Supported target sources are openstd GB downloads, FoodMate standards, CFSA food safety standards, MEE/NHC/MEM station-local attachments, RESMEA metrology PDFs, ITU-T public English PDFs, Doc88 FFDec downloads, and TTBZ organization documents. Ordinary SAMR metadata records, TTBZ group-standard body PDFs, and law/regulation body pages are not downloadable through this batch tool.

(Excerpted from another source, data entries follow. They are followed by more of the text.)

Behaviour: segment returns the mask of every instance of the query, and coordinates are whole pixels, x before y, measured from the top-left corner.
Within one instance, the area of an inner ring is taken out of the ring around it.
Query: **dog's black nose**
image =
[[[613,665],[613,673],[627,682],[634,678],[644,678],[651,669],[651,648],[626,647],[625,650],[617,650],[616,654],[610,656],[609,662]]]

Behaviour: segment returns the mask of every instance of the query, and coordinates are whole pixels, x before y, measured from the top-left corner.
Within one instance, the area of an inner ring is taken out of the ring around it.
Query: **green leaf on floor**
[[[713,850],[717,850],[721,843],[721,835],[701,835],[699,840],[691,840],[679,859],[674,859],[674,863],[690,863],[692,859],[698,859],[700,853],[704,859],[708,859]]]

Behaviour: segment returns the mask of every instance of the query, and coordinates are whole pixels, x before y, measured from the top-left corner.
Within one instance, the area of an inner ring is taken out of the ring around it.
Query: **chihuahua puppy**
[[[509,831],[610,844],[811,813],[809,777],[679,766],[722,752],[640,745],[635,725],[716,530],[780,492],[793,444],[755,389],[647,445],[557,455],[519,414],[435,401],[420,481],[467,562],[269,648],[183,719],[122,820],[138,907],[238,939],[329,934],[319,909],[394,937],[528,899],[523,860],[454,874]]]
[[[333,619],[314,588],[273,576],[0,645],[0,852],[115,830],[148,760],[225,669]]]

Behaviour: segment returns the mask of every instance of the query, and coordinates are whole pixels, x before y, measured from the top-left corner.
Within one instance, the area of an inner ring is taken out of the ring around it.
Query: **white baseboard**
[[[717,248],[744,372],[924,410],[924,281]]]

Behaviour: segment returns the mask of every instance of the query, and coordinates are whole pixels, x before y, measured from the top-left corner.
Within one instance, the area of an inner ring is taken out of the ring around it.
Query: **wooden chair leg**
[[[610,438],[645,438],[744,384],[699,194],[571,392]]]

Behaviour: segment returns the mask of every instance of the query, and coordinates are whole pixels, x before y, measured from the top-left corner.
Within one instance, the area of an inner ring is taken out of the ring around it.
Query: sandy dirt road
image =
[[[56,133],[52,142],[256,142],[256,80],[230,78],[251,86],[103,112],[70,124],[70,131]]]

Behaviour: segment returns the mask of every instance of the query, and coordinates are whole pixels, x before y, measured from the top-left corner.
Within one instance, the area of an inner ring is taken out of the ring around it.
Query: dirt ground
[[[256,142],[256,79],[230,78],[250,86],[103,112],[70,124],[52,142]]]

items may be a string list:

[
  "https://www.mem.gov.cn/fw/flfgbz/bz/bzwb/202605/t20260521_604344.shtml",
  "JJG 1189.2-2026"
]

or an object list:

[
  {
    "target": "https://www.doc88.com/p-69511323154.html",
    "output_file": "GB_T_8643-2002.pdf"
  },
  {
    "target": "https://www.ttbz.org.cn/organizationDetail/123.html",
    "document_type": "标准制定程序文件",
    "output_file": "团体程序文件.pdf"
  }
]

Do not use Doc88 high_fidelity / ebt_swf_ffdec_pdf in batch mode; those downloads are intentionally rejected because two high-fidelity Doc88 conversions can exceed the MCP tool timeout.

www.doc88.com

  • doc88_search_documents
  • doc88_get_document
  • doc88_download_document
  • doc88_check_dependencies

doc88_search_documents uses https://www.doc88.com/tag/xx as the search entry. query_or_url may be a plain keyword or a full /tag/... URL.

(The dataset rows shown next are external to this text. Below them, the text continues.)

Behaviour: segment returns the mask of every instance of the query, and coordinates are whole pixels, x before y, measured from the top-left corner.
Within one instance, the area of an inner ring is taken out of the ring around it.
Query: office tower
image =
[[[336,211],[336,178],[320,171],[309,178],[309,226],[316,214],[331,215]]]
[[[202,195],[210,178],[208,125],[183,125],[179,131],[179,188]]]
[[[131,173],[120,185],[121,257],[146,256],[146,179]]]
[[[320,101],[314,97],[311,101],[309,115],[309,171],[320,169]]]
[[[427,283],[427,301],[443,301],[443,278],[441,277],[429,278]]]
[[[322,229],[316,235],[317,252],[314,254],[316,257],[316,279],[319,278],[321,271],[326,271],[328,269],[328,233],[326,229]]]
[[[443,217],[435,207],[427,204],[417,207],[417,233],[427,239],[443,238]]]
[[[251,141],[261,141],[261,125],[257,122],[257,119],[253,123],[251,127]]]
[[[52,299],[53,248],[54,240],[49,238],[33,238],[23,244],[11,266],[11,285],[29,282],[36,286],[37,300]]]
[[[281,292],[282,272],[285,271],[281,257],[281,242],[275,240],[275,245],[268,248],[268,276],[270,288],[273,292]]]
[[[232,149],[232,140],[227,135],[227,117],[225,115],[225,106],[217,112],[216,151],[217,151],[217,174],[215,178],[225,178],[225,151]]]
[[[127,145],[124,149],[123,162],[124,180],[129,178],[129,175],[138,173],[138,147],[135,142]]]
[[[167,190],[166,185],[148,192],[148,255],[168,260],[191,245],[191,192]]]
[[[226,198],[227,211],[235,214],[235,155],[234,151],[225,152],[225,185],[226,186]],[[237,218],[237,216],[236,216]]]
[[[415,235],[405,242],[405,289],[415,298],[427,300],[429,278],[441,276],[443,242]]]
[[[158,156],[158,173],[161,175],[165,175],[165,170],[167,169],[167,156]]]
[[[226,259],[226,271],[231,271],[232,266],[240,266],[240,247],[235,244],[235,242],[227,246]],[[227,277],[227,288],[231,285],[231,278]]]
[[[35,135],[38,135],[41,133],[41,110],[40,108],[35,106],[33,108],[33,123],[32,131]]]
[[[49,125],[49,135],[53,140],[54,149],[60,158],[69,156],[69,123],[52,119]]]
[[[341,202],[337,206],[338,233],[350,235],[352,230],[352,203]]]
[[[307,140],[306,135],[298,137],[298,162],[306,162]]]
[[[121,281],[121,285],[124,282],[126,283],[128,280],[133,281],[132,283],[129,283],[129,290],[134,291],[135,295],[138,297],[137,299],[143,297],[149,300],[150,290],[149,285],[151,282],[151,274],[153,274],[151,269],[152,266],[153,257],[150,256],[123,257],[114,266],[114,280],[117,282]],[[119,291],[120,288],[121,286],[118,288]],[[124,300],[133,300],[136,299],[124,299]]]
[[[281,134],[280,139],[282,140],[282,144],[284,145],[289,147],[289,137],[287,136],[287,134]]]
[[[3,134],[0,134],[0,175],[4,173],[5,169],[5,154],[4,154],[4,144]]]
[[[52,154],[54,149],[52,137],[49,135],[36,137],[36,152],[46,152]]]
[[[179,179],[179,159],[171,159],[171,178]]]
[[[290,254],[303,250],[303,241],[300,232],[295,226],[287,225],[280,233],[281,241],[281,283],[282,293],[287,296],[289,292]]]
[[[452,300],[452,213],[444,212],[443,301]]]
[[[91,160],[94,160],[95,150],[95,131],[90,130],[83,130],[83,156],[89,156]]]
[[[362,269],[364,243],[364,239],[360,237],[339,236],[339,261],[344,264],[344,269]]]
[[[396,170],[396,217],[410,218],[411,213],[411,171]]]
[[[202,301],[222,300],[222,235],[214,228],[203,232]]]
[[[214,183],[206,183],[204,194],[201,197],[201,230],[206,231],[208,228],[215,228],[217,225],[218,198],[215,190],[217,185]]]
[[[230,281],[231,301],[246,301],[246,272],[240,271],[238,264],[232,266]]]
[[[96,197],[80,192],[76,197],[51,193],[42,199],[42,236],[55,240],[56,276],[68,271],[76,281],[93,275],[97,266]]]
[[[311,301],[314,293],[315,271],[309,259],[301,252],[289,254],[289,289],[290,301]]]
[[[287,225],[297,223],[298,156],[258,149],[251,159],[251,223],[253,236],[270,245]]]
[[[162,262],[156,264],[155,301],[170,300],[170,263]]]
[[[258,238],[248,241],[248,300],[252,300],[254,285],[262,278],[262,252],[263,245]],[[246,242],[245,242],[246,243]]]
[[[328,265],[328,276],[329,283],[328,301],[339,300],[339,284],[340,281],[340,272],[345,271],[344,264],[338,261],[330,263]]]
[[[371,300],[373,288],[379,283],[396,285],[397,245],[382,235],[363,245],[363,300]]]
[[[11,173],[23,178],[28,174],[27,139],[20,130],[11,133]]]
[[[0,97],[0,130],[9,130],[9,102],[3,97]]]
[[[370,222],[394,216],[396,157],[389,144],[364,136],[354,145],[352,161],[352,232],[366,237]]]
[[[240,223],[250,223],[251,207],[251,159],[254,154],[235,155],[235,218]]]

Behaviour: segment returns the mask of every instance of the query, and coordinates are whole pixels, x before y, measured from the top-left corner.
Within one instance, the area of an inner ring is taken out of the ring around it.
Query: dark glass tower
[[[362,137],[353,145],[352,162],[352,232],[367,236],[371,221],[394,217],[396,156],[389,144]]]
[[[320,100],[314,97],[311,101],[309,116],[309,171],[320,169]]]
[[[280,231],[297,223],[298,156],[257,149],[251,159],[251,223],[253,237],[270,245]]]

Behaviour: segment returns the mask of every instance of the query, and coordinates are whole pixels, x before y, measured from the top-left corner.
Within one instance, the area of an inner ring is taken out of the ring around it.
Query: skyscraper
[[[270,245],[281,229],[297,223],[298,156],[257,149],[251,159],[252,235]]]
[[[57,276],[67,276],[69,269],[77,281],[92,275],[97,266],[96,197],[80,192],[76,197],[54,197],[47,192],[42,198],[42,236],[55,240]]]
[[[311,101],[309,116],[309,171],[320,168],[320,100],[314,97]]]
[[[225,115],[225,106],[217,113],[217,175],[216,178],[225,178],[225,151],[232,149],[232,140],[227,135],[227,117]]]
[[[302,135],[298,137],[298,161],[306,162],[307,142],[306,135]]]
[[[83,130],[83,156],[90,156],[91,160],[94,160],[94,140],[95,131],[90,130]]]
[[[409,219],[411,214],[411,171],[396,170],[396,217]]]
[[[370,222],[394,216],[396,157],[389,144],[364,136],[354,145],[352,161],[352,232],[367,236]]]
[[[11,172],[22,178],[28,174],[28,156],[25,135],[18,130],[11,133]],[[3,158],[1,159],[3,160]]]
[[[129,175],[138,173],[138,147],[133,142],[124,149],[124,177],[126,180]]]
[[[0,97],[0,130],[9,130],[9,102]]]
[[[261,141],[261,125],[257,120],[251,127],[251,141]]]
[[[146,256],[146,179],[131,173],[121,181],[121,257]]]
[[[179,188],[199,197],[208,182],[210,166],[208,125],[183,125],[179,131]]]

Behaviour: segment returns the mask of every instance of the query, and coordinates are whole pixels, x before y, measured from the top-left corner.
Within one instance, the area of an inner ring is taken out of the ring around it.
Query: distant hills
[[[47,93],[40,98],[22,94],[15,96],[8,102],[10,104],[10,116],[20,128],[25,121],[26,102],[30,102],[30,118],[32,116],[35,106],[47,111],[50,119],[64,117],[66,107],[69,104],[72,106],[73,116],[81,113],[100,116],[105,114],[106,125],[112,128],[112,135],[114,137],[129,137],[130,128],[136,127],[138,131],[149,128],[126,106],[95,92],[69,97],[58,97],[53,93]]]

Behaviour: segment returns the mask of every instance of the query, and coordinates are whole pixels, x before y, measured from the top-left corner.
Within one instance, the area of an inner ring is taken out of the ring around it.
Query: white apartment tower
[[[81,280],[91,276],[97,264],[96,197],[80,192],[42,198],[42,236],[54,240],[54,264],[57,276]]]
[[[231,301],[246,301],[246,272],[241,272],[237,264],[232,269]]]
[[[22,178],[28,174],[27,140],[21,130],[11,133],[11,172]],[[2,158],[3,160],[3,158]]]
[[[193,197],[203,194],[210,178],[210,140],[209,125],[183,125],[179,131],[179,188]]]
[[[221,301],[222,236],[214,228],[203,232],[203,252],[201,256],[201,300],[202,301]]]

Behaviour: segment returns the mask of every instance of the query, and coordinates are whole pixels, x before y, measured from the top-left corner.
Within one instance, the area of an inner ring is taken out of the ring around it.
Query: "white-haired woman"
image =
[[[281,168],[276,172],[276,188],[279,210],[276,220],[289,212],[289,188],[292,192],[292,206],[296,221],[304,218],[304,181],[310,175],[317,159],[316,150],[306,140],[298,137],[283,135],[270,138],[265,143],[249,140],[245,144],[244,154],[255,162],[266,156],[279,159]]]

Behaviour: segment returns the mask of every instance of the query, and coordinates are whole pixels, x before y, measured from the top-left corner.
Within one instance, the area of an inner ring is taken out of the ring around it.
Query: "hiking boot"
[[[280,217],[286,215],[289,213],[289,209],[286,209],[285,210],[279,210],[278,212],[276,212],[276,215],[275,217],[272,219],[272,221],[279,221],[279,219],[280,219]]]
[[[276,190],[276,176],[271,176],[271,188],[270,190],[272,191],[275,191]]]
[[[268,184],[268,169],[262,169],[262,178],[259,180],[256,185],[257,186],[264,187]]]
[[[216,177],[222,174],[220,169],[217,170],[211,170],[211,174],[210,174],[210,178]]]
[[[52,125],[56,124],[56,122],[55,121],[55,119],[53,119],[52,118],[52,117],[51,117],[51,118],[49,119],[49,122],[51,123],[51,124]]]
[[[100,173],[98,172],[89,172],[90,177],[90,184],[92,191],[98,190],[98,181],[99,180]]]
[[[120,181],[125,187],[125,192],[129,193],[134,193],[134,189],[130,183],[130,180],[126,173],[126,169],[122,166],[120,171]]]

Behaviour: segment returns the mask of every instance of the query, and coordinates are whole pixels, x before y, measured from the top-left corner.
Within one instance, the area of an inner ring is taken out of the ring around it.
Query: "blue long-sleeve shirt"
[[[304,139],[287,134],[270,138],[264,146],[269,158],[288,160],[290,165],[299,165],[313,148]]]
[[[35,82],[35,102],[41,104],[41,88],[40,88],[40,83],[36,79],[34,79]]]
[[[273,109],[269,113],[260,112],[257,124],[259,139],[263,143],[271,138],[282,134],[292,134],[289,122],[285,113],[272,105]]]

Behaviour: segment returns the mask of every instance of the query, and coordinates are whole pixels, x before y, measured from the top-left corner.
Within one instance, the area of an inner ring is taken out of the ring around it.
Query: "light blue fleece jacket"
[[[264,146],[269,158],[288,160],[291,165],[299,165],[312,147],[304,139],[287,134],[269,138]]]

Doc88 can contain many kinds of standards, but it is not authoritative and does not guarantee search coverage. Use it mainly as a supplemental download route after an authoritative or metadata-only source has identified a standard but cannot provide the text download.

doc88_get_document and doc88_download_document accept a Doc88 document URL such as https://www.doc88.com/p-69511323154.html, a mobile Doc88 URL, or a raw p_code. Do not pass page source HTML.

doc88_download_document downloads EBT fragments from the Doc88 detail config and reconstructs SWF pages. The default route is faster EBT/SWF -> SVG -> PDF, which uses Java, FFDec, and svg2pdf. Java 17 or later is recommended for FFDec compatibility. Use the slower high-fidelity EBT/SWF -> FFDec PDF route only when the user explicitly asks for higher quality; this route uses Java and FFDec. It does not use screenshot, mobile GIF, or browser-preview PDF generation because that output quality is unstable.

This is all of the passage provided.